A lot of footage of B-52's and KC-135's, with a couple of glimpses of a B-58 or two.


_http://www.gwu.http://www.gwuhttp://wwwhttp://www.gwuhtt_
(http://www.gwu.edu/~nsarchiv/nukevault/ ... film03.htm)

Re: The Pulsing Heart of SAC (film)

Tue Feb 16, 2010 12:53 pm

By the way, thanks DZ, for sending this. I thought the WIXers would enjoy it as well!

Re: The Pulsing Heart of SAC (film)

Tue Feb 16, 2010 2:07 pm

As a fomer SAC trained killer, I was fortunate enough to visit the command post at Ground Zero...er...Offutt AFB once. Amazing place - thanks for posting. Ith it jutht me or duth the narrator have a bit of a lithp?

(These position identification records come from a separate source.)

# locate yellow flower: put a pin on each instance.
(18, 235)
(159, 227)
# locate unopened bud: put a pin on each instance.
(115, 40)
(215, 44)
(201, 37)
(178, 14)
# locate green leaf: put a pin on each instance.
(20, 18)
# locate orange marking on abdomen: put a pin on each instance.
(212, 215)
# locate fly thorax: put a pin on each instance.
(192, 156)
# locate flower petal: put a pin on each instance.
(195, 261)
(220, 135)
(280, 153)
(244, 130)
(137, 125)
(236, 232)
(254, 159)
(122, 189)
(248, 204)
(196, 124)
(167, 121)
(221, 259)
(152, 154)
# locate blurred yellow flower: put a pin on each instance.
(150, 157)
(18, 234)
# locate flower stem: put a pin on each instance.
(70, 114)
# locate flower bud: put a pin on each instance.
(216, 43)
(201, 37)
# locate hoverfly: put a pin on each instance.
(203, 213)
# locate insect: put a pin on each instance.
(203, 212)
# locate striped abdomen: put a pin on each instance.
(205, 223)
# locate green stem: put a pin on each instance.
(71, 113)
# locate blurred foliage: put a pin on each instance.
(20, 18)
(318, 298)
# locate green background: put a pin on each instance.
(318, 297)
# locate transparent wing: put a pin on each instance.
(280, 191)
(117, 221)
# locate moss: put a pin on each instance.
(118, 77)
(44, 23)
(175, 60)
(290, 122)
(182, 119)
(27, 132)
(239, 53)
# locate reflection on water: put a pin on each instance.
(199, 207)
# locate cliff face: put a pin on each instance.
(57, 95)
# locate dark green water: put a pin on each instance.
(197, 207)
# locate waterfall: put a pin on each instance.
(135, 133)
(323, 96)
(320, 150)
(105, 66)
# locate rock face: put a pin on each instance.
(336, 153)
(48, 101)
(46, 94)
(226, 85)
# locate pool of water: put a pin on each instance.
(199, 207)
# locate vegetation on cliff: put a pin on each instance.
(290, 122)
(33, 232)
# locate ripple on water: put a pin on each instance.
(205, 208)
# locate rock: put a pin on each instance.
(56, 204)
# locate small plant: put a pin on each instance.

Re: The Pulsing Heart of SAC (film)

Wed Feb 17, 2010 4:00 pm

I sure hope that at least some of the equipment has been updated. Those rotary dial phones on the panels brought a smile to my face!

Re: The Pulsing Heart of SAC (film)

Thu Feb 18, 2010 3:21 pm

cool stuff!

Tom P.

Re: The Pulsing Heart of SAC (film)

Thu Feb 18, 2010 4:48 pm

I was processing Air Force One flight plans at Andrews using WWII dated teletypes in 1972. They punched holes similar to braille in a reel of paper tape that you had to manually feed into a separate reader/sender unit which read the holes with little pins and transmitted the data by tones to Washington Center at Leesburg, Va. over a dedicated landline. It automatically sent back a received OK signal which told you the computer swallowed it or barfed it back up in which case you had to send a query over a writer unit by which you wrote with a pen which was connected mechanically to a similar unit at the other end which mimicked your handwriting exactly (?)- to find out which part of the proposed route it didn't like. They wrote back. If you couldn't understand the problem, you had to go to the phone booth in the hall and dial the number to speak to the FAA guys. Later we got our own phone, but it wasn't red.

All this equipment was whiz-bang stuff back then. This modern age in which we lived.

P

Re: The Pulsing Heart of SAC (film)

Thu Feb 18, 2010 10:27 pm

Wow, Paul! And here we always think of the Air Force as having cutting edge technology! Thanks for sharing!